Adopt a PLC automatic control system with remote monitoring function, which can realize the start/stop of each equipment unit, real-time monitoring of operating parameters (current, vibration frequency, material level), and fault alarm. The system supports manual and automatic modes, improving operational intelligence and reducing labor costs.

6.2 Power Supply System

Configure a dedicated power distribution cabinet with overload protection, short-circuit protection, and voltage stabilization functions to ensure the stable operation of all equipment. The total power consumption of the plant is about 150-200kW, which can be connected to the local power grid or equipped with a backup generator set for off-grid operation.

6.3 Environmental Protection System

• Dust Control: Install bag dust collectors at the feeding port, crushing chamber, and screening station to collect dust, with a dust removal efficiency of over 99%.
• Noise Reduction: Equip equipment with sound insulation covers and vibration dampers, reducing the operating noise of the plant to below 85dB(A).
• Wastewater Treatment: Collect and treat washing wastewater (if applicable) through a sedimentation tank, realizing recycling and zero discharge.

6.4 Safety System

Each equipment unit with emergency stop buttons and safety guards to prevent personal injury. Set up fire extinguishing devices in the electrical control room and equipment operation area. Configure walkways, handrails, and warning signs to ensure safe access for operators.

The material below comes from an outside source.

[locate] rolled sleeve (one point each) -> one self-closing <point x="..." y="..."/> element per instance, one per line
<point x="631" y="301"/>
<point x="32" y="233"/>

The design of a 100-150tph soft-rock crushing plant is a systematic project that integrates process flow, equipment selection, layout planning, and auxiliary system configuration. By adopting a two-stage crushing + single-stage screening process, matching jaw crusher, impact crusher, and vibrating screen reasonably, and optimizing layout and auxiliary systems, the plant can achieve stable operation, high efficiency, low cost, and environmental protection. This design scheme is highly adaptable to soft-rock processing projects such as limestone and gypsum, and can be adjusted and optimized according to actual material characteristics, site conditions, and market demand, providing a reliable solution for medium-scale aggregate production projects.